So I looked at the results again.
Both individuals were placed on a ketogenic diet for eight weeks. During the 8-week treatment period, GKI dropped from about 27.5 to about 0.7 – 1.1 in the patients. The patient with the anaplastic astrocytoma, who did not have a response to prior chemotherapy, had a 21.7% reduction in fluorodeoxyglucose uptake at the tumor site (no chemotherapy during diet). The patient with the cerebellar astrocytoma received standard chemotherapy concomitant with the ketogenic diet. Fluorodeoxyglucose uptake at the tumor site in this patient was reduced by 21.8%. Quality of life was markedly improved in both children after initiation of the KD [27].
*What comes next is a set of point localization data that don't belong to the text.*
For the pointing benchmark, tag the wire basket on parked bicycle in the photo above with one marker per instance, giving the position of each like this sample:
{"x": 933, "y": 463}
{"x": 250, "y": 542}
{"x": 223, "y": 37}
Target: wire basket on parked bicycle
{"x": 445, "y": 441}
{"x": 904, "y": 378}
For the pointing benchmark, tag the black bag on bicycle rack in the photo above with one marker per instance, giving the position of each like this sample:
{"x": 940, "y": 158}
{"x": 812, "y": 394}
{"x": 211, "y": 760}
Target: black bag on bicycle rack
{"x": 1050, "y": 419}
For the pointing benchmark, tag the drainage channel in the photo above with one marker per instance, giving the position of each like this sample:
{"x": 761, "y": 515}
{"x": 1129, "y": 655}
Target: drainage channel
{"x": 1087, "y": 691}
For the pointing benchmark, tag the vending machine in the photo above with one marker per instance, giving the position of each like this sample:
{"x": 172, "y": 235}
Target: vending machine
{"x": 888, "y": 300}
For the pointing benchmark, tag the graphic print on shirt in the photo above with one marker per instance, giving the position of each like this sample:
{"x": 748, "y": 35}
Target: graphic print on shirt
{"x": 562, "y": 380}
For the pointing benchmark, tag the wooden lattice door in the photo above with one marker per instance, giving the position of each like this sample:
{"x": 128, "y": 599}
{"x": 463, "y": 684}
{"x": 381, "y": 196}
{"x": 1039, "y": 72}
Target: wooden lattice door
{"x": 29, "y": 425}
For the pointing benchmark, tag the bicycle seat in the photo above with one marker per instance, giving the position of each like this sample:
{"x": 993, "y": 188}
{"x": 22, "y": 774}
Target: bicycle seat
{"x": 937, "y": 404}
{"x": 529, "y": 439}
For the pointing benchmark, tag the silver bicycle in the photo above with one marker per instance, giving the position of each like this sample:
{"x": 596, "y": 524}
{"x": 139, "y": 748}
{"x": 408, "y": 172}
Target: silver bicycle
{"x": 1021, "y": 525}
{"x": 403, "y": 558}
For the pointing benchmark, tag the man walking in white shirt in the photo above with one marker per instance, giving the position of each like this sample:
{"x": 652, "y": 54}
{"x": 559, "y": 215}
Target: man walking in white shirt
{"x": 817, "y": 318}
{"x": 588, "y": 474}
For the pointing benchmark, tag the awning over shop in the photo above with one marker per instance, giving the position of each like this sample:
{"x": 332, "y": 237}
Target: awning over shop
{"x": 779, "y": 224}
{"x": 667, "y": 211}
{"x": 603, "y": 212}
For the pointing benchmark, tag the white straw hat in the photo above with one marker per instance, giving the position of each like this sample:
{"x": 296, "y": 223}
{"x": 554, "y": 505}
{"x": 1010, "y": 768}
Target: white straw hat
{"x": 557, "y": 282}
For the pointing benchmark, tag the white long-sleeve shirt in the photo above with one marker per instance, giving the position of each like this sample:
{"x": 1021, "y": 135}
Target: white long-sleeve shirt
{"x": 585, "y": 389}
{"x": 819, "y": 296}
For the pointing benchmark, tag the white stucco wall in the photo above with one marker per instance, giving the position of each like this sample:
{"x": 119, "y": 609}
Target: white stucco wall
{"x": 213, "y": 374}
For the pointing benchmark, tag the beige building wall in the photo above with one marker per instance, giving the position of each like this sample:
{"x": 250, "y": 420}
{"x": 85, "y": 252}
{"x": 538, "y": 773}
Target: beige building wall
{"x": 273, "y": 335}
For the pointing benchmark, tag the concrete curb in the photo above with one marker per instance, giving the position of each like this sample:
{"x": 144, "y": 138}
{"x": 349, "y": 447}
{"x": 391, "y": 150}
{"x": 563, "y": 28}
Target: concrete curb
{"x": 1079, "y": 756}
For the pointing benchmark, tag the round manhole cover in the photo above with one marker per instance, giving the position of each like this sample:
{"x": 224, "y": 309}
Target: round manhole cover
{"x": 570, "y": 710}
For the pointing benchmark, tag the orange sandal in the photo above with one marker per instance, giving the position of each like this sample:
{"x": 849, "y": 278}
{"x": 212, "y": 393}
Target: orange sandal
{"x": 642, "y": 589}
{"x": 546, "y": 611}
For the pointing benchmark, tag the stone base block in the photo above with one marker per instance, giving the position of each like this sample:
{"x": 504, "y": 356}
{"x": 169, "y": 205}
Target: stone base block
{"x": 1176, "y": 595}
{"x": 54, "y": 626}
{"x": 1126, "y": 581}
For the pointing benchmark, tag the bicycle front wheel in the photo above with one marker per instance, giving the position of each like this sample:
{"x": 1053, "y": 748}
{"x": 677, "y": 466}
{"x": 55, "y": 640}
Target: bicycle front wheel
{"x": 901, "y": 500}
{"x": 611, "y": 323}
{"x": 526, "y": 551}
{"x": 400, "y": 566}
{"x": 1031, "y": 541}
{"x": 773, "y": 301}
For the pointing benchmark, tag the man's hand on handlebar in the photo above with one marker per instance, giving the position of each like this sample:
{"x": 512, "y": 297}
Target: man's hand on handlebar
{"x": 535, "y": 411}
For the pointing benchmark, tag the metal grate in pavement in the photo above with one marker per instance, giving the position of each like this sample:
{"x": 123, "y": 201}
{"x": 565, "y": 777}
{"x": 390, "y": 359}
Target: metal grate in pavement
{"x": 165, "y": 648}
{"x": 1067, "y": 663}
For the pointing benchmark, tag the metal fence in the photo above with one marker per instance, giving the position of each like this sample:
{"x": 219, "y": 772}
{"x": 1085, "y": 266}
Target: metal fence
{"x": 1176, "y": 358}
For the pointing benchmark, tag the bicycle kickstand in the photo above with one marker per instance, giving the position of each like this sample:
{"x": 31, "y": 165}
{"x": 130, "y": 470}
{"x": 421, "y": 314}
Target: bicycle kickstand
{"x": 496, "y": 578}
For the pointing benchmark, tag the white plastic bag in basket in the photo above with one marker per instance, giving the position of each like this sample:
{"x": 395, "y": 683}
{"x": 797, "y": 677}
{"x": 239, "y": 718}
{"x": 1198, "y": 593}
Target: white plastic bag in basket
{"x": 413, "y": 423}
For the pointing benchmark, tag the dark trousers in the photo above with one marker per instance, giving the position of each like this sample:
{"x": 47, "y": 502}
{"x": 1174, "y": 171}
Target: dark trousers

They show a drop in the GKI in both patients using a ketogenic diet. Both patients have brain tumours. They demonstrate a measurable reduction difference in glucose (labelled) uptake at the tumour site. They state with references a clinical observation, “Quality of life was markedly improved in both children after initiation of the KD“ (KD = ketogenic diet). Within its context and limits this seems successful. They applied the GKI tool in the monitoring.
I didn’t dive into the mouse data as the human case studies have more relevance, I think.
Are those limited results evidence enough for the claim?
I wrote all this then understanding dawned on me. I am slow on the uptake. Thanks for putting up with me ponderously working through it.
I understand we are applying at the root of the discussion a different metric for evidence and that this observational evidence (n=1 x 2) is not the same, nor as good quality, as statistically significant evidence. But is it adequate?